FAQ: Alcohol testing in the workplace

 

Frequently asked question

 

My company wishes to introduce alcohol testing in the workplace. I am aware that staff consultation is required and that this testing needs to be incorporated in an employees contract. Can you advise on the legal implications of random testing employees if they have not given specific written consent? Are they able to resist testing being written into their contract on an individual basis?

You have a general duty under the Health and Safety at Work etc Act 1974 to ensure, as far as is reasonably practicable, the health, safety and welfare of your employees. If you knowingly allow an employee under the influence of excess alcohol to continue working and this places the employee or others at risk, you could be prosecuted.

Similarly, your employees are also required to take reasonable care of themselves and others who could be affected by what they do. In the transport industry, there is additional legislation in place to control the misuse of alcohol and drugs. The Transport and Works Act 1992 makes it a criminal offence for certain workers to be unfit through drink and/or drugs while working on railways, tramways and other guided transport systems. The operators of the transport system would also be guilty of an offence unless they had shown all due diligence in trying to prevent such an offence being committed.

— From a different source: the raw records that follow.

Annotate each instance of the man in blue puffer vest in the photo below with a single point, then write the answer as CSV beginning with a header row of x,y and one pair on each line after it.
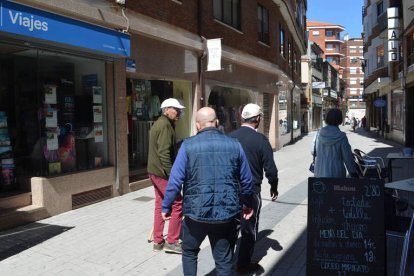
x,y
217,188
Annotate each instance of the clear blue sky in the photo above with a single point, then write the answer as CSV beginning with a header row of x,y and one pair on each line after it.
x,y
346,13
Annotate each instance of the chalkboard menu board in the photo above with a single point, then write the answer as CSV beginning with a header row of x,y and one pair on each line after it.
x,y
346,232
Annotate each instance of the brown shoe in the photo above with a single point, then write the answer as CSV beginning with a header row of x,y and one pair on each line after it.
x,y
158,246
173,248
252,267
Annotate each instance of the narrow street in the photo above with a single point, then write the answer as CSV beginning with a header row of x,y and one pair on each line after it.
x,y
110,237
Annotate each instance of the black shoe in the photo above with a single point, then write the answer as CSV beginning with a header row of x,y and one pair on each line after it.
x,y
252,267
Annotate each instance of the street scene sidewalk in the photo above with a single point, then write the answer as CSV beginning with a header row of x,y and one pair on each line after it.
x,y
110,237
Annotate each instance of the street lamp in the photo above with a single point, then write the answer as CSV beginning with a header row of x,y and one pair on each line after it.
x,y
291,84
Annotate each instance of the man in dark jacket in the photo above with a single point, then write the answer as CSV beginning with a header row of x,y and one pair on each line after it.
x,y
217,182
260,156
161,155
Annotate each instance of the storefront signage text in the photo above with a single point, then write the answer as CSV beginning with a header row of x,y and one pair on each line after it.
x,y
40,25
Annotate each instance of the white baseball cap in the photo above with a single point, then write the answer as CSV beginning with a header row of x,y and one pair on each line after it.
x,y
171,102
251,110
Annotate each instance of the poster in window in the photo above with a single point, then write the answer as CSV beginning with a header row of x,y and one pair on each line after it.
x,y
67,110
50,94
97,114
51,118
97,94
52,142
98,133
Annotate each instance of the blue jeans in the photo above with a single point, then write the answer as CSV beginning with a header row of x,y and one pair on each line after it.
x,y
249,230
221,236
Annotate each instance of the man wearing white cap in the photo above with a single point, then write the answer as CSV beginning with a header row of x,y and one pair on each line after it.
x,y
161,155
259,153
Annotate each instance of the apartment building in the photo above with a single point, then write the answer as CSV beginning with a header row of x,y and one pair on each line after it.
x,y
353,76
386,87
328,37
50,77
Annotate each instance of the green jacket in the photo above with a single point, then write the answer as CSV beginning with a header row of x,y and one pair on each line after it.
x,y
162,148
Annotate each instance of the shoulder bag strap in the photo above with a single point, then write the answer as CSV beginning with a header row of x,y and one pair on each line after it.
x,y
314,147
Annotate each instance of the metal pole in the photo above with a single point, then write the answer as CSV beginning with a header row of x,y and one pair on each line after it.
x,y
291,113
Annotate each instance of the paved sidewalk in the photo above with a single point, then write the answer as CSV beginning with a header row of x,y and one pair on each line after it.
x,y
110,237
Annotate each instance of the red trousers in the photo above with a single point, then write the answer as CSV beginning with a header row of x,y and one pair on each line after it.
x,y
174,227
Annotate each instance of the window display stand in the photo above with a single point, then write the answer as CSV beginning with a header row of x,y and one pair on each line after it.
x,y
7,178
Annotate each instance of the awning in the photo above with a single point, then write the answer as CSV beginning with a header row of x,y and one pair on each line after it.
x,y
16,19
376,85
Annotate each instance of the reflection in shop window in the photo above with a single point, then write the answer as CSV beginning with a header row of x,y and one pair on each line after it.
x,y
228,104
55,106
143,101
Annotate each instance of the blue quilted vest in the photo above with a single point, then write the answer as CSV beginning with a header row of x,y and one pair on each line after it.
x,y
211,192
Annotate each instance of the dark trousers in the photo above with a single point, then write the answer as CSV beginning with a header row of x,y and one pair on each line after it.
x,y
249,230
221,236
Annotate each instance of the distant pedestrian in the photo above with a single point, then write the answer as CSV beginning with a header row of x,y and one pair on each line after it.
x,y
259,153
161,155
363,122
333,152
354,124
214,174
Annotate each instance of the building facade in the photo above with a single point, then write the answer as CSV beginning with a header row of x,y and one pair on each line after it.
x,y
353,76
84,157
385,68
328,37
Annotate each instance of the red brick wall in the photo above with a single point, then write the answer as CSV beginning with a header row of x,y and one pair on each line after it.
x,y
181,15
185,16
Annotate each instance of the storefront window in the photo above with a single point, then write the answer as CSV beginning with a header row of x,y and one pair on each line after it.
x,y
144,98
397,111
228,104
283,113
53,113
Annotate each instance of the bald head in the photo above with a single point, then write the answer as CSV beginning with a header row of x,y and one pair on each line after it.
x,y
206,117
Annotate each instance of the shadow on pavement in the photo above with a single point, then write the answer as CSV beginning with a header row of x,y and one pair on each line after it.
x,y
22,238
293,262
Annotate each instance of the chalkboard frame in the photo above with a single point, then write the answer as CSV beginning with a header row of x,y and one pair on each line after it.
x,y
346,227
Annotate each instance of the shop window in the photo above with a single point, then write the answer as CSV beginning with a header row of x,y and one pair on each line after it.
x,y
144,98
55,106
263,24
282,41
228,104
397,116
228,12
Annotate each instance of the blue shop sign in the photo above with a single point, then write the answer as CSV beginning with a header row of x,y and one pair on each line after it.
x,y
26,21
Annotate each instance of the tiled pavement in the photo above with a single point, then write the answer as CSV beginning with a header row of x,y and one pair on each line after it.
x,y
110,237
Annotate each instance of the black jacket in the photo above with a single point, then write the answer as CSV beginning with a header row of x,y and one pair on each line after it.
x,y
259,153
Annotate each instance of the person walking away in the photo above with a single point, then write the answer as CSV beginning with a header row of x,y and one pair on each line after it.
x,y
354,124
259,153
161,155
213,172
333,152
363,122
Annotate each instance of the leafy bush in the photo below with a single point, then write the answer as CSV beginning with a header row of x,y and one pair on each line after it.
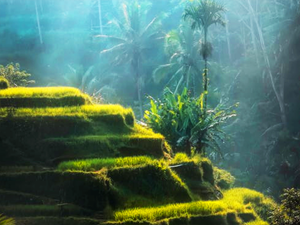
x,y
288,213
6,221
14,76
223,178
185,123
4,84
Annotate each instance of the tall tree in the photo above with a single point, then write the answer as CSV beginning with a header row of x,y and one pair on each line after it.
x,y
132,40
203,14
182,48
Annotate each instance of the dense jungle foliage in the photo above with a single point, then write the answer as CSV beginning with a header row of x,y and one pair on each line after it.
x,y
215,77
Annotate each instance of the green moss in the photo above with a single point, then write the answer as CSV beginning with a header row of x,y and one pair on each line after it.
x,y
56,220
44,210
99,163
82,189
235,200
155,182
223,178
99,147
18,198
4,84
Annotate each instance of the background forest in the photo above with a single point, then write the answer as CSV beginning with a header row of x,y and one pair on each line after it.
x,y
123,51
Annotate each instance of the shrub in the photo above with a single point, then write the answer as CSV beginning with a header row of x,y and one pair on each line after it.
x,y
14,76
6,221
3,83
223,178
288,213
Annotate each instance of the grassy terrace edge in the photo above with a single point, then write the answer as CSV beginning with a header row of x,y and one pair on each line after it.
x,y
43,97
237,200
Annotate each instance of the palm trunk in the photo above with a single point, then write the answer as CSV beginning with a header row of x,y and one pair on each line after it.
x,y
138,87
100,16
205,74
228,40
38,22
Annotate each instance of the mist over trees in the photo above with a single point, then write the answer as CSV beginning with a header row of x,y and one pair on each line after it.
x,y
255,61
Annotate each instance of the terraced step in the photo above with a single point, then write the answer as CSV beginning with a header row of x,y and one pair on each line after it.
x,y
239,206
63,209
62,149
56,221
42,97
8,197
83,189
36,123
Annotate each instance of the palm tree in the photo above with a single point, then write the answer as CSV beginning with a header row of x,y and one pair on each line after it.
x,y
182,47
133,40
203,14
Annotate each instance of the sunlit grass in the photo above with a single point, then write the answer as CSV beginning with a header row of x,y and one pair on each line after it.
x,y
27,92
238,200
91,110
97,164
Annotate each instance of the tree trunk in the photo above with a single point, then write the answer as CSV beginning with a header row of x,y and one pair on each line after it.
x,y
100,17
205,74
38,22
228,40
138,87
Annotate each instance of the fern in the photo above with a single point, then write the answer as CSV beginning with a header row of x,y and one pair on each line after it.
x,y
185,124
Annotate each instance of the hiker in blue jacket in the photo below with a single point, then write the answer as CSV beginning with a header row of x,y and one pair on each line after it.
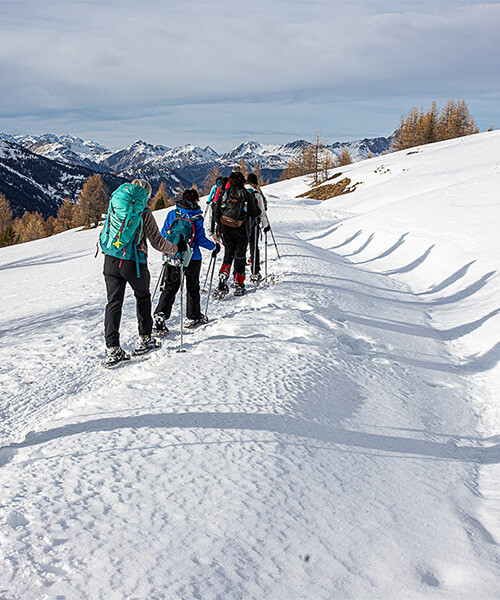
x,y
188,206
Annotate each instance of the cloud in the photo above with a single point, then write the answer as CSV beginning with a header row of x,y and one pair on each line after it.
x,y
120,61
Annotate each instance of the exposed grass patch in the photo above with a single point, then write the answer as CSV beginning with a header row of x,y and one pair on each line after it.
x,y
329,179
330,190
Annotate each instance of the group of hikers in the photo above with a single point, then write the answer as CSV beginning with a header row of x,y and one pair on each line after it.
x,y
235,215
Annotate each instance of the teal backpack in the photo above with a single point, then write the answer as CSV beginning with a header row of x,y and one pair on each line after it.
x,y
123,220
181,226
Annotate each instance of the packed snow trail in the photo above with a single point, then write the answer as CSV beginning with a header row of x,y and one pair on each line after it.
x,y
296,450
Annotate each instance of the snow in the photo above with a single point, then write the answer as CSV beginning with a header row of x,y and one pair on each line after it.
x,y
334,435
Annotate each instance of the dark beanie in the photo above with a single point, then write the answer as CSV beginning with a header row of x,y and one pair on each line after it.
x,y
191,195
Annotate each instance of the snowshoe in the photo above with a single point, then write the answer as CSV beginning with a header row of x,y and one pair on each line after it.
x,y
160,325
240,289
146,344
114,356
194,323
256,279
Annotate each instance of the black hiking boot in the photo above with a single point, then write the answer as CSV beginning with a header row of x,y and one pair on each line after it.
x,y
193,323
114,356
160,325
240,289
146,344
222,289
256,278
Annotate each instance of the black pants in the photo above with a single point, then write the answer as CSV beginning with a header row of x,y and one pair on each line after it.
x,y
254,248
235,246
116,280
170,286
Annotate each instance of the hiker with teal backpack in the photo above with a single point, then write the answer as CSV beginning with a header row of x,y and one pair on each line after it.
x,y
129,223
185,220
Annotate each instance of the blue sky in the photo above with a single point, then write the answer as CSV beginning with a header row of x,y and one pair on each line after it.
x,y
221,72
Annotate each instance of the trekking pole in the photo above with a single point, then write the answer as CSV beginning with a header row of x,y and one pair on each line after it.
x,y
212,258
158,282
181,349
254,258
275,245
210,287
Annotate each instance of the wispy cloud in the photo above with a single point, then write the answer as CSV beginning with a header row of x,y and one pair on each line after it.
x,y
264,67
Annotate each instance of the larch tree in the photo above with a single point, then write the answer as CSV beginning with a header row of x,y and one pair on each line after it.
x,y
31,226
344,158
92,202
7,233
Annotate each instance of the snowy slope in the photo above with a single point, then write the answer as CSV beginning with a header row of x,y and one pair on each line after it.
x,y
321,437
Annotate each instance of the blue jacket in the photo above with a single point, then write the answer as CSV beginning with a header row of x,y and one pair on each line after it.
x,y
199,236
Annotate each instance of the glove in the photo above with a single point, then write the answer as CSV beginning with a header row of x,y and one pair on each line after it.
x,y
216,250
181,245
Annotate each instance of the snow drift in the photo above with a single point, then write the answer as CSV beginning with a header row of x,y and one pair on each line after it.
x,y
331,436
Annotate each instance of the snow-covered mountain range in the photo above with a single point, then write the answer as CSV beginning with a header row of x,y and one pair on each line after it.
x,y
334,434
186,164
37,183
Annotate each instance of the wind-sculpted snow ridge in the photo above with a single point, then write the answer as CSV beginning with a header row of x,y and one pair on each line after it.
x,y
316,440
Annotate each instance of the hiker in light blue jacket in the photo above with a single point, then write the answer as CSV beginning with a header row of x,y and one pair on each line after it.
x,y
188,206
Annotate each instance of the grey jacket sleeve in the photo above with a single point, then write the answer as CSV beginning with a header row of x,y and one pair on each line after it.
x,y
153,234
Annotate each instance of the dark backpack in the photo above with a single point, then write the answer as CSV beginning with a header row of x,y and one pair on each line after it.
x,y
233,207
182,226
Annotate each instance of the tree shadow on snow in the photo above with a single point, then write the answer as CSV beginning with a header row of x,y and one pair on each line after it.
x,y
281,425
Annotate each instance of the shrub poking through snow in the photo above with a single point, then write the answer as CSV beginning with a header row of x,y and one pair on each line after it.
x,y
330,190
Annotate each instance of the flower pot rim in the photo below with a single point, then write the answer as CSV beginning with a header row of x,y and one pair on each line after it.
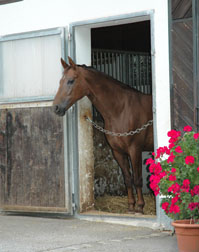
x,y
184,223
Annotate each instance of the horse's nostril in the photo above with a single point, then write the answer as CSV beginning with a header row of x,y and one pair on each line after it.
x,y
56,108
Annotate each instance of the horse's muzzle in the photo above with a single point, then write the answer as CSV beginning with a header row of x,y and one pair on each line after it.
x,y
59,110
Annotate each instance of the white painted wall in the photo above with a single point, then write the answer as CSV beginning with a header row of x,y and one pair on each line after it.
x,y
35,15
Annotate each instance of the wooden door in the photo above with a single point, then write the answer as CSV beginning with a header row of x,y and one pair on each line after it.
x,y
33,174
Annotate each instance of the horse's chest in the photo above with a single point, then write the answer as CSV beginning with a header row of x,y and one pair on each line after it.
x,y
118,143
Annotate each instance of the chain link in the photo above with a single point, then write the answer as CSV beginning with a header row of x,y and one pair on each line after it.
x,y
130,133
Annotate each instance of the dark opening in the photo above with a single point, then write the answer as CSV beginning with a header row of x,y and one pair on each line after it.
x,y
123,52
128,37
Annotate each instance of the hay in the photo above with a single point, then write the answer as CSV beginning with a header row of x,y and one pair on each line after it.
x,y
119,204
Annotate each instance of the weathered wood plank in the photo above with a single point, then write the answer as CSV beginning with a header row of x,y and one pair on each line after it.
x,y
181,9
32,158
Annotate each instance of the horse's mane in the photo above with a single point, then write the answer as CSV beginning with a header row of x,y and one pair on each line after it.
x,y
90,68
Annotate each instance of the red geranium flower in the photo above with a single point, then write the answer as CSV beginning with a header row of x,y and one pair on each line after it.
x,y
178,149
172,178
189,160
196,136
187,128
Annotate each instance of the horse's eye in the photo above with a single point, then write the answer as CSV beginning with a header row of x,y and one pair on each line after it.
x,y
70,82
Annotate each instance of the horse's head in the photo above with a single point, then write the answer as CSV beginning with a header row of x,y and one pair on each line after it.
x,y
70,89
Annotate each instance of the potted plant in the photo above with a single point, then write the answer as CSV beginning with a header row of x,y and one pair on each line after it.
x,y
175,176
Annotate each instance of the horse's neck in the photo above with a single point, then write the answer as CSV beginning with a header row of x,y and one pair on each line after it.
x,y
105,95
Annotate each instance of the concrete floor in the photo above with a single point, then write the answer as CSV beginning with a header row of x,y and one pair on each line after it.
x,y
33,234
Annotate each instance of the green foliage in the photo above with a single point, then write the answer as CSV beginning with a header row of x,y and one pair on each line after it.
x,y
175,175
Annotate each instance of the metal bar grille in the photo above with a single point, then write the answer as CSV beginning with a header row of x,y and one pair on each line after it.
x,y
131,68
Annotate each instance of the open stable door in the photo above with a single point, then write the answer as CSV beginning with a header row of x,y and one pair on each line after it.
x,y
34,170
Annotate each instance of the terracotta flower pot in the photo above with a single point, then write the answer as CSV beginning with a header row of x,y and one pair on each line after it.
x,y
187,235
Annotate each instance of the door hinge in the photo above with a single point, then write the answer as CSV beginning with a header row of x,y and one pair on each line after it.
x,y
69,36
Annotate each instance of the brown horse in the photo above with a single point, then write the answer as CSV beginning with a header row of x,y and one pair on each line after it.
x,y
123,109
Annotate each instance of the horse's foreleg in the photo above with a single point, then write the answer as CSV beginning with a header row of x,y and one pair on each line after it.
x,y
123,162
136,160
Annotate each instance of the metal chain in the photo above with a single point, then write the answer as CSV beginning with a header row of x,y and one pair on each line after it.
x,y
130,133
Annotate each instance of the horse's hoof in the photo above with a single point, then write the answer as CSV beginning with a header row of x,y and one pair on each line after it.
x,y
131,209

Agreement to the principle of screening must be incorporated in each member of staff’s contract of employment. For new staff, this is fairly straightforward but existing staff are under no legal obligation to agree to changes in their terms and conditions of service. If an employer tried to force a test on an unwilling employee, the employee could resign and claim ‘constructive dismissal’.

In addition to changes to the contract of employment, you should obtain the written consent of the individual for each test. This consent applies only to tests relating specifically to alcohol and to no other substances, condition or disease.

Where more extensive testing is required (ie for drug abuse), you should obtain further consent from the employee. Employers should ensure that employees are fully aware of this requirement. Medical confidentiality should be assured – you should only tell managers whether an employee is considered fit or unfit for work.

Testing requires the introduction of a ‘chain of custody’ procedure to ensure that samples are actually provided by the person being screened, samples cannot be tampered with, accurate laboratory analysis and interpretation is guaranteed, and appropriate action is taken when a test result is positive. Any laboratory accredited by the National Measurement Accreditation Service will have satisfied assessors that it provides a service that meets all criteria.